Donal McEvoy wrote:
I resemble that remark! In fact, I have often -- make that almost always -- tried to cheat my students when they take a multiple choice quiz in one of my classes. (If the idea of a philosophy teacher giving multiple choice quizzes seems even more outrageous than the article on cheating, or the morality of the teacher cheating on a test, well, that's another message exchange.) I almost always tell the class before the quiz that I will sell them "all the correct answers to the multiple choice questions for a quarter." Someone usually bites. "All the correct answers are 'a.' 'b,' 'c,' 'd,' and 'e.'" I tell them. Only once has this been met with outrage from a student who demanded that I give the correct numbers of the questions that accompanied the answers.
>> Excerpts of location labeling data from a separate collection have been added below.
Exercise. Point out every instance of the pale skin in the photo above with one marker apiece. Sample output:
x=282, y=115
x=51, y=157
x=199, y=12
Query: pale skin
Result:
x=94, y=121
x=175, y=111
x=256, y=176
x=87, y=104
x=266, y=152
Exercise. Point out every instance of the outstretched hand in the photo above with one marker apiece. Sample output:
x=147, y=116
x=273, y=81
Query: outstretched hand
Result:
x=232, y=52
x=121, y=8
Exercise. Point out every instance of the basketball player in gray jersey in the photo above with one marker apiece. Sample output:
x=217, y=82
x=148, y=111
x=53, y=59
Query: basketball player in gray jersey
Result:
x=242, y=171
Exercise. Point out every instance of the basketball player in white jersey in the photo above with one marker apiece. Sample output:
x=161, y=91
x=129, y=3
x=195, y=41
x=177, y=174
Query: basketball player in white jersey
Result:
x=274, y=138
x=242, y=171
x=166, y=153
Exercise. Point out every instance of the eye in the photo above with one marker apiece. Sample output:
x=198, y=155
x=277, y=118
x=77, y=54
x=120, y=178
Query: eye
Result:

For another quarter, he got "The questions are 1, 2, 3, 4, 5, 6, . . . ". . .John Wager, a man incapable of a dishonest thought, nevermind deed, feels those under his tutelage are less cheating than preceding generations, whereas I - a practiced cheat - think this cannot be so because the facilities for cheating have so much improved since my day, almost to the point where ingenuity and daring are no longer called for. Nowadays there is such a terrific amount of material simply waiting to be cut and pasted from the web. . . .
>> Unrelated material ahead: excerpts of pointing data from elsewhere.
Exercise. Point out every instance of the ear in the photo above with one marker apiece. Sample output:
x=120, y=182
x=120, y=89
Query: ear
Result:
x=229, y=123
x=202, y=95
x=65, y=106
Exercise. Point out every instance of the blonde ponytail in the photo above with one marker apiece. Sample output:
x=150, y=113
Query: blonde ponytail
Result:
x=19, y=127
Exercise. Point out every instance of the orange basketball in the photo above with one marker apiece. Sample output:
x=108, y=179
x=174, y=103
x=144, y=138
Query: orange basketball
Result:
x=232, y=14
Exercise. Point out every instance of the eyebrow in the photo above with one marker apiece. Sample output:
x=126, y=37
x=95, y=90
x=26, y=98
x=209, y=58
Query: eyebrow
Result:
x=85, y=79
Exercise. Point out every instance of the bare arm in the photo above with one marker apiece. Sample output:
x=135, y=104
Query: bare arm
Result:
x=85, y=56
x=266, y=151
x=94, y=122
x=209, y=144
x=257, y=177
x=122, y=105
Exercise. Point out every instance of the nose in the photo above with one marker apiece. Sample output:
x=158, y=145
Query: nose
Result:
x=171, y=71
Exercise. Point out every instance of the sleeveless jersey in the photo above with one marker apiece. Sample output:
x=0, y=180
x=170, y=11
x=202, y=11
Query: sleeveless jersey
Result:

Why would you trust a cheater is the obvious lesson here. (Less obvious is that the teacher seems to be a cheater, and thus, untrustworthy, but nobody's ever called me on that, yet.)
I must say that in my experience mostly with introductory level students, anybody who I have actually observed and "caught" cheating has never made it through the whole class to get a grade; they give up before the end. So I usually tell students that if I see them cheat and do NOT call them on it, it's because I expect that they won't make it through the class anyway.